Sketching As Prayer Workshops Help Participants Slow Down and ‘See God’

The Sketching as Prayer Retreat (via Zoom), taking place at the end of this month from Immanuel Church, a Christian Reformed congregation in Wappingers Falls, N.Y., didn’t come from a seed of inspiration, rather from a seed of frustration. A few years ago, Melissa Fischer, a member at Immanuel, was feeling fatigued about her prayer life. One rainy November day, she took a walk in the woods with a friend with plans to confess.

She was, after all, Immanuel Church’s prayer coordinator.

“God made you an artist,” her friend responded. “Is there some way you can combine your art with prayer?”

So Fischer began to sketch. As she did, she began to think of people in her life—both with gratitude and concern for any challenge they were going through. “I realized I was praying, but I had no plans to pray.”

During this time, Fischer was also meeting with a monk, her spiritual director, and with his help, she began formulating an idea for a Sketching as Prayer retreat. “I wanted to lead a retreat because it was becoming integral to my prayer life.” She began leading retreats at Holy Cross Monastery in West Park, N.Y., but then talked to Bill Hanchett, the pastor at Immanuel, and has since offered two at Immanuel as well.

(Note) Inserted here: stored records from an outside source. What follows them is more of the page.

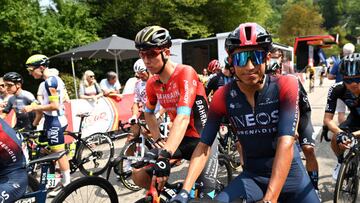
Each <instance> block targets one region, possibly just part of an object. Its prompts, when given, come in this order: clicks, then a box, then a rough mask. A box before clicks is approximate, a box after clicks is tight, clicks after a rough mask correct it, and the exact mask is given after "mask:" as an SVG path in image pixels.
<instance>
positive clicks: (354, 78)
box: [343, 78, 360, 84]
mask: <svg viewBox="0 0 360 203" xmlns="http://www.w3.org/2000/svg"><path fill="white" fill-rule="evenodd" d="M343 81H344V83H346V84H351V83H353V82H354V83H358V84H359V83H360V78H343Z"/></svg>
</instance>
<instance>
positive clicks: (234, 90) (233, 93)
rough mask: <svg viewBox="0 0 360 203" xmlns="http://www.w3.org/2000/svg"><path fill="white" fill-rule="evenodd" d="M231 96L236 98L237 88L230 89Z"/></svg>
mask: <svg viewBox="0 0 360 203" xmlns="http://www.w3.org/2000/svg"><path fill="white" fill-rule="evenodd" d="M230 96H231V97H232V98H235V97H236V96H237V93H236V90H231V91H230Z"/></svg>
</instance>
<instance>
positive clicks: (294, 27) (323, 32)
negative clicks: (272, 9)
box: [278, 1, 325, 46]
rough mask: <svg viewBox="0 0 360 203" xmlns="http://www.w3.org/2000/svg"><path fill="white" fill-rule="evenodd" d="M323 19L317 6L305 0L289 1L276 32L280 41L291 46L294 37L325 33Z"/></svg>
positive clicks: (292, 45) (284, 43) (292, 43)
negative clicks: (277, 31)
mask: <svg viewBox="0 0 360 203" xmlns="http://www.w3.org/2000/svg"><path fill="white" fill-rule="evenodd" d="M300 19H301V20H300ZM323 21H324V20H323V18H322V16H321V14H320V13H319V9H318V7H316V6H314V5H309V3H307V2H305V1H301V2H296V3H290V4H289V5H288V6H287V7H286V8H285V10H284V13H283V15H282V19H281V23H280V28H279V32H278V34H279V37H280V41H281V42H282V43H284V44H287V45H290V46H293V45H294V42H295V37H298V36H306V35H319V34H325V30H324V29H323V28H322V23H323Z"/></svg>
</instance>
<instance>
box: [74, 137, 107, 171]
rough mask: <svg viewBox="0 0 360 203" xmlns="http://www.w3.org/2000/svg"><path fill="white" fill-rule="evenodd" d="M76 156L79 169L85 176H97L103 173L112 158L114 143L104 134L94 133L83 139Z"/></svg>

Fischer said Sketching as Prayer is a way to slow down and see God. “We are helping ourselves see,” she said. Last January, she led a retreat where participants took a look back on the previous year. They began meditating on Psalm 90, and Fischer asked participants a series of questions as she led them through a few sketching and watercolor techniques: What blocks you from slowing down and experiencing God? What is one thing that God is asking you to attend to? How is God growing you?

Hanchett, who has been a participant, said the retreats “provide a natural opportunity to invite friends with a common interest in art, poetry, and photography to experience how we can see God in his creation and in the beauty of form and color.”

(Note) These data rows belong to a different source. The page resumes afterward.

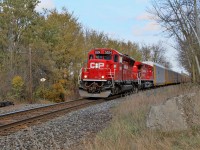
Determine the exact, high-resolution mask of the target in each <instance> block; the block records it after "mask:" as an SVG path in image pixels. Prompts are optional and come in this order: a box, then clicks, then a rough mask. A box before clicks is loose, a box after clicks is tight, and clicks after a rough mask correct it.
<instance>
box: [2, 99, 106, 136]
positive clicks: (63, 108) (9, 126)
mask: <svg viewBox="0 0 200 150" xmlns="http://www.w3.org/2000/svg"><path fill="white" fill-rule="evenodd" d="M104 101H105V99H99V100H87V99H79V100H73V101H69V102H63V103H58V104H53V105H48V106H44V107H38V108H33V109H29V110H24V111H18V112H13V113H7V114H3V115H0V136H5V135H8V134H11V133H13V132H16V131H19V130H21V129H24V128H27V127H30V126H33V125H36V124H39V123H42V122H45V121H48V120H50V119H53V118H56V117H58V116H62V115H64V114H66V113H69V112H71V111H74V110H78V109H81V108H85V107H88V106H91V105H95V104H99V103H102V102H104Z"/></svg>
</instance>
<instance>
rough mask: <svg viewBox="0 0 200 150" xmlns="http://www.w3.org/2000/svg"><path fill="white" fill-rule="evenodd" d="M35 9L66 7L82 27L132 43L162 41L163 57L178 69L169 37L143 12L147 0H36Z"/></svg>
mask: <svg viewBox="0 0 200 150" xmlns="http://www.w3.org/2000/svg"><path fill="white" fill-rule="evenodd" d="M40 1H41V3H40V4H39V6H38V8H37V10H41V9H42V8H48V9H53V8H56V9H58V10H61V8H62V7H65V8H67V10H68V11H69V12H71V13H72V12H73V14H74V16H75V17H76V18H78V21H79V22H80V23H81V24H82V25H83V26H84V27H86V28H89V29H94V30H96V31H103V32H104V33H106V34H108V35H109V36H110V37H112V38H114V39H119V40H125V41H128V40H130V41H132V42H136V43H140V44H141V43H146V44H150V43H157V42H158V41H159V40H161V41H163V42H164V43H165V44H164V46H165V47H167V49H168V51H167V59H169V60H171V61H172V62H173V63H172V64H173V69H174V70H176V71H181V68H180V67H179V66H178V64H177V62H176V57H175V55H176V52H175V50H174V49H172V48H171V47H169V46H167V45H170V44H171V43H170V41H172V40H171V39H167V38H164V35H163V34H162V29H161V27H160V26H159V25H158V24H156V22H155V21H153V20H151V19H150V16H149V14H148V13H147V12H146V10H147V8H148V7H151V3H150V0H59V1H58V0H57V1H56V0H40Z"/></svg>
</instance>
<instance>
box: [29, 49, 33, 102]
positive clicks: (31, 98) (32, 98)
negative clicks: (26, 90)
mask: <svg viewBox="0 0 200 150" xmlns="http://www.w3.org/2000/svg"><path fill="white" fill-rule="evenodd" d="M31 54H32V52H31V48H30V46H29V94H30V103H32V102H33V89H32V87H33V81H32V80H33V79H32V55H31Z"/></svg>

Judith Butler, a member of Immanuel Church and also a past participant, said Fischer gave the group a brief overview of watercolor washes and let them experiment for a bit. Though she was new to sketching and painting and intimidated to give it a try, Butler said Fischer’s thoughtful guidance and promptings gave her the time and space to revisit memories and ways God was working in her life and heart.

The upcoming Sketching as Prayer retreat is 1-4 p.m. Saturday, Jan. 30. Fischer has scheduled this to be shorter than an in-person retreat, planning on less time for silent prayer and sketching via Zoom, but she is hoping for a similar outcome—that is, that God’s presence will be felt.